Classical Statistics in University Under-graduate courses or even Graduate courses starts with descriptive statistics and then moves into distribution fitting and then all the way to complex multivariate analysis. Essentially covering hypothesis testing, correlation, regression , factor analysis and Principal Component analysis.

Statistics assumes a lot of a-priori knowledge about the data and its properties and does not necessarily cover a lot of trial and error or even tinkering.

Machine Learning in new age looks at wide array of techniques and algorithms which themselves learn from the data. Deep Machine Learning, Supervised Learning and Reinforcement Learning covers very interesting algorithm which learn themselves from the wide array of data. So data becomes input and model becomes output. This happens without any human intervention ( except in supervised learning). This is the real beauty of ML over conventional statistics. Although new age ML ( covering CNN/Deep Learning/Reinforcement Learning) draws a lot from statistics, cognitive biology, neuroscience, mathematics and control theory, most of the ML applications have been very new and have large technical and business impact.
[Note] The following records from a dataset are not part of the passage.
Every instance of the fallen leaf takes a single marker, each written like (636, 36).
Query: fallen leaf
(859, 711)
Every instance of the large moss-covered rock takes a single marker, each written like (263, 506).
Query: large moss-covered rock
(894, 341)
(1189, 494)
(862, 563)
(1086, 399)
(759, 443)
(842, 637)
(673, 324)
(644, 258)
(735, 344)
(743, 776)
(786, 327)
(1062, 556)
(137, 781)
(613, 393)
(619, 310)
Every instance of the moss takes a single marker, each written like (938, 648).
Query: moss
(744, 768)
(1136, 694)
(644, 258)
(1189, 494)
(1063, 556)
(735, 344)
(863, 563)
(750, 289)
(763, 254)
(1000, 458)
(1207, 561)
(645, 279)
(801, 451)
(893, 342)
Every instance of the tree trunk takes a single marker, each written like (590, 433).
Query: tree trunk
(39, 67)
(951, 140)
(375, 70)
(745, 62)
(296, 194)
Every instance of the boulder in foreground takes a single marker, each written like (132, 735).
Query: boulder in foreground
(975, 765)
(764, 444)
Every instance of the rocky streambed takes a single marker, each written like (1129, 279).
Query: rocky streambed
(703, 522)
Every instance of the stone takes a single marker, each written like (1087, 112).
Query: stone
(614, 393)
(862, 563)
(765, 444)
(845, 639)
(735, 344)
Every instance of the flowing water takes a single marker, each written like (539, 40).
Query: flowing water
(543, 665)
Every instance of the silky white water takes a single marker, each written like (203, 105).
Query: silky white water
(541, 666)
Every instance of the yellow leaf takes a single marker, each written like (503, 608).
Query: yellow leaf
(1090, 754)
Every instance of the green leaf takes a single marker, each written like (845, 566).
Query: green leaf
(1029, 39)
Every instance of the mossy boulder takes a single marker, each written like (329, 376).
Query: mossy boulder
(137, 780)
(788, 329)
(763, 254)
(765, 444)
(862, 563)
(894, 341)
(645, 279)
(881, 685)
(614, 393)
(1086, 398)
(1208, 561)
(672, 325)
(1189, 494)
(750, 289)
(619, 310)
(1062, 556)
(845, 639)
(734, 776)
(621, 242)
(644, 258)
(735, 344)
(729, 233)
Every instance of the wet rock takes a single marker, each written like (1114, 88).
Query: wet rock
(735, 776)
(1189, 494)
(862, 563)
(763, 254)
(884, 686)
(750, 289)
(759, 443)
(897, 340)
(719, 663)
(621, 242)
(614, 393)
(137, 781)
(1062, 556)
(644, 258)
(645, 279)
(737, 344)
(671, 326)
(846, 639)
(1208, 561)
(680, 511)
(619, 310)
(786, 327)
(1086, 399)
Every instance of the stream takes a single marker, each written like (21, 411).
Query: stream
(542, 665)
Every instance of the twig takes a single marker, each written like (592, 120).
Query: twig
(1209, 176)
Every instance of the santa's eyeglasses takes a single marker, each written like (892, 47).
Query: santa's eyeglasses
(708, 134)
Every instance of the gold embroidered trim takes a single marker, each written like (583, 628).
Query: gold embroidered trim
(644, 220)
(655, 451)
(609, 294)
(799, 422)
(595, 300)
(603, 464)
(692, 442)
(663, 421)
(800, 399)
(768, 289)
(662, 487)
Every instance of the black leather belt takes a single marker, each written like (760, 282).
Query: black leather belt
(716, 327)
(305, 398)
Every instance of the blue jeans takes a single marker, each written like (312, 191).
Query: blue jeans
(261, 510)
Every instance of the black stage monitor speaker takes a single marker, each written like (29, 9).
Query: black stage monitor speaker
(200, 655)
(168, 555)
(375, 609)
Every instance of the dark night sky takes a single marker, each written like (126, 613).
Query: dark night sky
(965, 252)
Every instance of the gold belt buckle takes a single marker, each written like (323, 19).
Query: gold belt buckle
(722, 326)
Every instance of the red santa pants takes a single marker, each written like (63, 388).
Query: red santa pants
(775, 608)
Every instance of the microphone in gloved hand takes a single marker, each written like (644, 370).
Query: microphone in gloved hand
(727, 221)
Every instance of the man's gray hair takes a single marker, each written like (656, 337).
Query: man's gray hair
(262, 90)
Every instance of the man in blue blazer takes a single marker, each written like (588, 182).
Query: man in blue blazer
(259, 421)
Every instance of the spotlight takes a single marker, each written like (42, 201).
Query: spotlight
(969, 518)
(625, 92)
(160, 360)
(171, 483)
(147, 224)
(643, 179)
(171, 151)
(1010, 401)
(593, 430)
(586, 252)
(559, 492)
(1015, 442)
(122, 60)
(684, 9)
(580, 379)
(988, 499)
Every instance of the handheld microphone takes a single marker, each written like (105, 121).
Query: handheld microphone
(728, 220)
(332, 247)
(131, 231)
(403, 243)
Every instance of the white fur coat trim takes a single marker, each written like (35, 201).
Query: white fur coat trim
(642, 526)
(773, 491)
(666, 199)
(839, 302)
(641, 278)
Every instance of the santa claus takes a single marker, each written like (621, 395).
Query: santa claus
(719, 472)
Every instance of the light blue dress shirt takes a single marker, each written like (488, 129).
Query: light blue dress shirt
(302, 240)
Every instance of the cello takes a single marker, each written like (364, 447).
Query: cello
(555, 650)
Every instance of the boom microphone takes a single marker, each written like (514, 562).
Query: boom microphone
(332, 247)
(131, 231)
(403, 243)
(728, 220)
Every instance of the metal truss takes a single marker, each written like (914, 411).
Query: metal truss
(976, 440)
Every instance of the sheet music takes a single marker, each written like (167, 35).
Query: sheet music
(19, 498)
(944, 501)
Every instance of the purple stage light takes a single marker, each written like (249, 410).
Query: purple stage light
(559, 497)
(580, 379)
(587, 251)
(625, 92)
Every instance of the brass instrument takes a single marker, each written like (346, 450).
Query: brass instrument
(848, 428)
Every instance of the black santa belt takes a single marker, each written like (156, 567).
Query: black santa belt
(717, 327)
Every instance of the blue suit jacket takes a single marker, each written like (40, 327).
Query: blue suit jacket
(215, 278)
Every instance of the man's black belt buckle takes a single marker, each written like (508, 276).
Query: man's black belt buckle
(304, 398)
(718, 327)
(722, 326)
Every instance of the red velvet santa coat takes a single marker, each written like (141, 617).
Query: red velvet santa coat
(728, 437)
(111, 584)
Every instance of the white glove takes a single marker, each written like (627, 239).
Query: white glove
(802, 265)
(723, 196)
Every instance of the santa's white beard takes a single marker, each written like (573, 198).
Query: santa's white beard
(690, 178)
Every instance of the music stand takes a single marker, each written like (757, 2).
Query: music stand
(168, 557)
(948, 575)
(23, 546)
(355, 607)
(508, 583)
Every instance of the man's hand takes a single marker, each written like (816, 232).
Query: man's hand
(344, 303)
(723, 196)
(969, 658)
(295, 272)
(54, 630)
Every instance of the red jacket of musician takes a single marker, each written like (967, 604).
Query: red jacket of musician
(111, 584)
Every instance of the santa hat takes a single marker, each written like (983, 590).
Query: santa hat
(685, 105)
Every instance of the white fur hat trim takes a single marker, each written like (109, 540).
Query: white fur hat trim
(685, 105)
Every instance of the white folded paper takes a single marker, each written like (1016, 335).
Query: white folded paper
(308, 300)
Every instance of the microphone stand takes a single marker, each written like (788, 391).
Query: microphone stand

In Reinforcement Learning classical optimization functions are used and behaviorism invested in psychology by Skinner comes int play in terms of “reward and punishment”. So behavior of the RL Algorithm is shaped in the same way a child’s behaviour is shaped by parents. Eventually use of Dynamic Programming from the classical optimization ( Operations Research) is used along with Bellman’s optimality conditions and MDP ( Markov Decision Process)

RL ensures that you can start “learning” with minimum domain or problem knowledge. Algorithm has power to learn and come up with its parameters depending on the error conditioning and reward optimization. Multiple algorithms like Temporal Difference Learning, Deep ! Learning and Actor Critic Methods ( A3c) ensure that algorithms in RL have power to create truly domain independent ways to learn in many many new domains without need to have domain knowledge.

ML Tribe( collection of AI Scientists, Data Analysts, ML practitioners, Students, Professors and Industry Professionals) is significantly different from old school statistics in many ways. Statistics assumes a lot of knowledge about the system. Statistical thinking in many ways is top-down, a-priori thinking. ML( Broad umbrella of algorithms in RL, Deep Learning) thinking is inherently is posterior, does not assume much and is bottom-up. In many ways as Richard Dawkins puts it “ The Darwinian thinking is mindless, purposeless bottom-up processes involving R&D, Trial and Error and Tinkering all the way”. ML resembles our own biological evolution. The same way as biological evolution ML algorithms are also evolving. The big advantage is ML algorithms evolution is much faster unlike biological gradual, slow evolution.

ML works a lot like biological processes seen elsewhere in nature. Sometimes ML does not necessarily try to Optimize in the classical Optimization Sense ( finding the best possible solution from large scale solution space). ML tries a process of sophisticated tinkering which moves from finding one sub-optimal solution and then move ahead. This process ensures continuity in learning as well as learning becomes in many ways autonomous.

Statistics used to need a lot of careful sampling, sometimes meticulously planned data cleaning would pre-date a rigorous statistical analysis. ML works with existing data and tries to create inferences.

One of the families of ML algorithms, Bayesian Inferencing using basic Bayes Probability coupled with state-space generators like Monte Carlo simulation so that you create simulated data where data is non-existent or not accurate. ML algorithms this way build a kind of robustness against the Data Quality problems.